Arrestato il boss Luigi Cacciapuoti

E' considerato a capo dell'omonimo clan di Villaricca. Condannato a 15 anni di carcere per associazione di tipo mafioso era da tempo irreperibile

Arrestato il boss Luigi Cacciapuoti
Carabinieri
Uno dei momenti della cattura del latitante Luigi Cacciapuoti a Giugliano

Galeotto fu il cagnolino. Lo stesso che, notato dietro una finestra di una villa a Varcaturo, frazione di Giugliano in Campania, ha fornito ai carabinieri l'unico indizio che mancava al puzzle delle indagini sul boss Luigi Cacciapuoti: l'indirizzo del suo covo.

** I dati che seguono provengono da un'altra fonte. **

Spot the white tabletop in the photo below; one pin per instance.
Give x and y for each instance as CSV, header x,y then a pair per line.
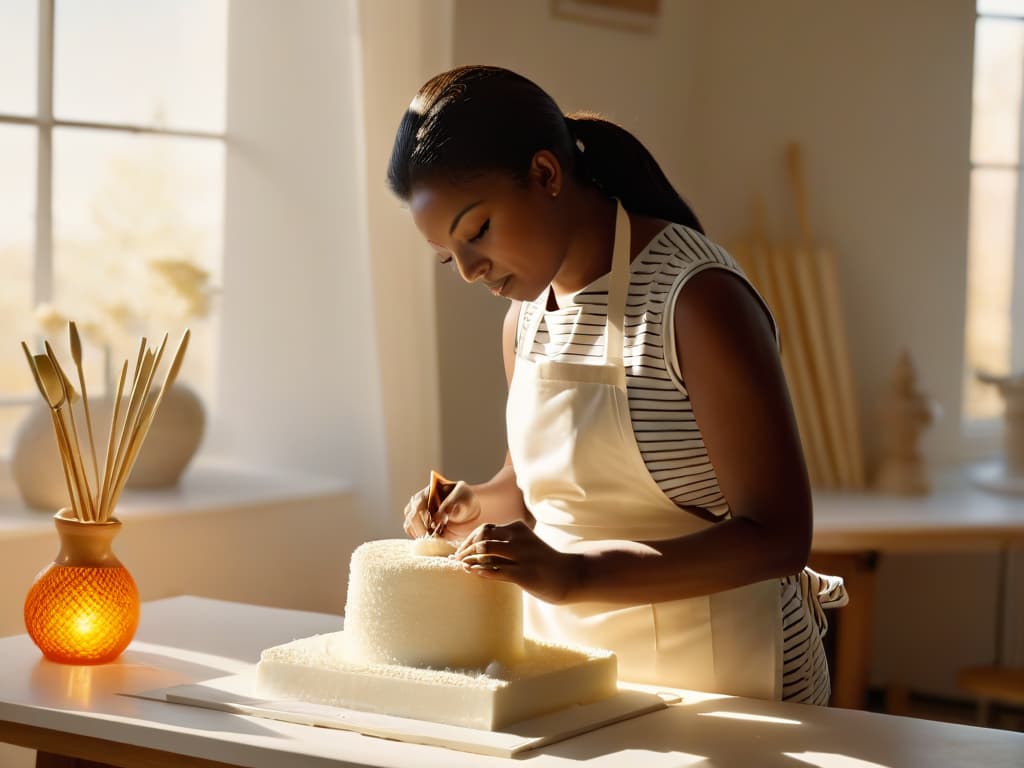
x,y
954,516
188,639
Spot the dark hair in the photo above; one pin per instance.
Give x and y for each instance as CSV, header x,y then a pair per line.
x,y
478,119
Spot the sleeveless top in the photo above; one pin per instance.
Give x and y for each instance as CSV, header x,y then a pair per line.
x,y
663,419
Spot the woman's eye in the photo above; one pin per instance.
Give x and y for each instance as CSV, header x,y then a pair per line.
x,y
483,230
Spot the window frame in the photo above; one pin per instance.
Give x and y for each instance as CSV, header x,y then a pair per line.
x,y
45,123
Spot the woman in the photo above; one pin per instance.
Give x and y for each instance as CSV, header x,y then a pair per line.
x,y
654,499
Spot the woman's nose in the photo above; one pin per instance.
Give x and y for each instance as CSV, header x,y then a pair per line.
x,y
471,268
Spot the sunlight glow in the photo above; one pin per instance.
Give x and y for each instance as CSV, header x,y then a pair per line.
x,y
745,716
832,760
227,666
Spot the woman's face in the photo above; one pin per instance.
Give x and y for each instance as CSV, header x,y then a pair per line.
x,y
497,229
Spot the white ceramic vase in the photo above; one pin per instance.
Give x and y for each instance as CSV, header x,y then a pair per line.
x,y
172,441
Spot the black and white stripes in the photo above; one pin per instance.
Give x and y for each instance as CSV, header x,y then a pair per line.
x,y
664,424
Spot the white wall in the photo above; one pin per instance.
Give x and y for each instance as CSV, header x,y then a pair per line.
x,y
403,42
879,95
300,385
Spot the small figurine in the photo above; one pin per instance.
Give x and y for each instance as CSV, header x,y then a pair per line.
x,y
905,414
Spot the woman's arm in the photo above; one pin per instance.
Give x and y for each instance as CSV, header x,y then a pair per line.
x,y
497,501
730,364
501,500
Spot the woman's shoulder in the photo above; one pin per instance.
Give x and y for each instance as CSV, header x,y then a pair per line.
x,y
677,252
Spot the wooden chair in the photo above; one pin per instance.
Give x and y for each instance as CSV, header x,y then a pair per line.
x,y
987,684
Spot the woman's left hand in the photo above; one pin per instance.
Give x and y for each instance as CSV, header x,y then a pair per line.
x,y
514,553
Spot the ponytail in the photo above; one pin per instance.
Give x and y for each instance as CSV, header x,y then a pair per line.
x,y
471,120
614,161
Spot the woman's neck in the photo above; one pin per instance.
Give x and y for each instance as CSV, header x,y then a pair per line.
x,y
589,253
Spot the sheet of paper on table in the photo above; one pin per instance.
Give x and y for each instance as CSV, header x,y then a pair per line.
x,y
237,693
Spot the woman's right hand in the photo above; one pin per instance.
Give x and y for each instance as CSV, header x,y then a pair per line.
x,y
456,518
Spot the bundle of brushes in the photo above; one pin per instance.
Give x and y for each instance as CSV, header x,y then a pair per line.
x,y
94,502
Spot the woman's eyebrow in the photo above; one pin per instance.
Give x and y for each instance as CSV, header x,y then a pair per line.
x,y
462,213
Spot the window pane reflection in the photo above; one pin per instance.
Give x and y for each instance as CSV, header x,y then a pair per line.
x,y
18,43
990,269
135,218
17,204
997,61
159,62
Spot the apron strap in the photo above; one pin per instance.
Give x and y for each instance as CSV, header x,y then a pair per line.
x,y
617,286
530,327
619,282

Dopo mesi di indagini i militari di Castello di Cisterna, coordinati dalla direzione distrettuale antimafia di Napoli, sapevano quasi tutto dell'uomo ritenuto a capo del clan operante a Villaricca e latitante dallo scorso febbraio. I movimenti finanziari, le abitudini, persino il rapporto con una donna in possesso di un quattrozampe bianco. Particolare rivelatosi decisivo per far scattare il blitz.

Gli uomini dell'arma hanno trovato Cacciapuoti a bordo piscina con l'amante, anch'essa arrestata. L'uomo, che deve scontare quindici anni per associazione mafiosa, è uno degli elementi chiave del cartello camorristico di cui fanno parte anche i Nuvoletta di Marano e i Casalesi, con rapporti con l'alleanza di Secondigliano.

Al clan "bicefalo" Ferrara-Cacciapuoti era stato già inferto un duro colpo lo scorso giugno, quando erano stati arrestati diciannove presunti affiliati. Accanto a edilizia e ristorazione, il gruppo gestiva anche traffico di droga ed estorsioni con una elevata disponibilità di armi.